So the hardlistening staff caught this piece on Weekend All Things Considered the other day.
How Much Are Colin Kaepernick’s Political Views Impacting His Unsigned Status?
We’re going to take a few minutes now to talk about sports. Now, even if you’re completely consumed by March Madness, you’re probably keeping an eye on the NFL draft and free agency shuffle. So we thought we’d check in on what’s happening with former San Francisco 49ers quarterback Colin Kaepernick.
You might remember he got a lot of attention last year for choosing to kneel during the national anthem as a protest against police violence. Now he is a free agent and has not yet found a team. Now some critics like President Trump think those are his just desserts.
For the next five minutes ATC host Michel Martin and NFL commentator Bucky Brooks talked about Kaepernick’s struggle to find a new team. But never once did they mention that it’s a self-inflicted wound.
Yesterday’s New York Times piece by Victor Mather also avoided the real issue.
Colin Kaepernick Is Unemployed. Is It Because of His Arm, or His Knee?
Mark Sanchez found a job. Mike Glennon found a job. So did Josh McCown and E. J. Manuel.
But Colin Kaepernick, who led the 49ers to the Super Bowl just four years ago, remains unemployed.
Is Kaepernick not qualified to play quarterback in the N.F.L. anymore? Or is it something else?
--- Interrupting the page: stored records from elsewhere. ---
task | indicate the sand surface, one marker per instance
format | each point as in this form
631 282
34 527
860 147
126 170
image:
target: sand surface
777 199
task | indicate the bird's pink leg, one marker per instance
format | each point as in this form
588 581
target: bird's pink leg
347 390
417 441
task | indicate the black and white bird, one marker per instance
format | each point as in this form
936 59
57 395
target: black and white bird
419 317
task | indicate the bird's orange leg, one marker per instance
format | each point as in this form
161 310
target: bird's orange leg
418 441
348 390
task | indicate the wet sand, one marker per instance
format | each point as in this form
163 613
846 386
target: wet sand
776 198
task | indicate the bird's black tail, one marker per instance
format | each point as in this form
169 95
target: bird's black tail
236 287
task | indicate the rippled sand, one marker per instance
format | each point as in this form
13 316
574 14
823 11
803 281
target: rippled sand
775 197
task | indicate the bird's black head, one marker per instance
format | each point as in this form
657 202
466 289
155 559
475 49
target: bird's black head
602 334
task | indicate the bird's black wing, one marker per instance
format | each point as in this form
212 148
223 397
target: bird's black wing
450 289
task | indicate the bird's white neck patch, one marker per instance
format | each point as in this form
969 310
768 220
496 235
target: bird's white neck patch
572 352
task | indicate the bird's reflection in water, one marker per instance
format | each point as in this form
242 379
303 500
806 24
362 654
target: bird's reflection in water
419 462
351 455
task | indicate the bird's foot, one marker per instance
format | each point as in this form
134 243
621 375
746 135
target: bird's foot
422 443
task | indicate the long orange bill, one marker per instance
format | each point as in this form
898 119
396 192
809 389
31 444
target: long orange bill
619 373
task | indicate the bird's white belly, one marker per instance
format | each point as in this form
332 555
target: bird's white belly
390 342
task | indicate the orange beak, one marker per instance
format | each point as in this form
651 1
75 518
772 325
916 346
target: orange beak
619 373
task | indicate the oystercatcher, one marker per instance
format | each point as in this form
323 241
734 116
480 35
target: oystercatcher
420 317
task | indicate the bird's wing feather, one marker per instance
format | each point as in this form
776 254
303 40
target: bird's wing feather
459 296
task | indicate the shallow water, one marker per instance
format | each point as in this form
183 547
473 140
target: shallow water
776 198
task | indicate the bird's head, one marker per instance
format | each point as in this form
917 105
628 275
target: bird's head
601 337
Some skeptical fans are wondering if the quarterbacks who have landed jobs with teams have one significant asset that Kaepernick does not have: They all stood for the national anthem last season.
Actually, it’s not Kaepernick’s arm or his knee that’s created this problem. It’s his brains – or lack thereof.
Buried in the Times piece you’ll find the real reason Kaepernick is teamless.
In the off-season, Kaepernick opted out of his contract, hoping for a better situation. So far, that situation has not arrived.
Cost to Kaepernick: $14.5 million.
In 2016, Kaepernick restructured the deal the 49ers gave him when they were convinced he was the franchise quarterback. He gave up $14.5 million in injury guarantees for the ability to opt out of his deal at the end of the year.
So let’s not shed any tears for Colin Kaepernick.
He’s a victim entirely of himself.
I don’t follow your logic. Why he is a free agent isn’t the issue. The question is whether it’s his ability (or lack of ability) or his political views which are standing in the way of a big contract.
I take your point, Robert, but what I’m saying is that a reasonable person in that situation might think a) I’m regarded at this point as a marginally talented quarterback, and b) I’ve made myself kind of toxic with all that taking the knee stuff, so c) maybe I should hang onto the megabucks deal I already have.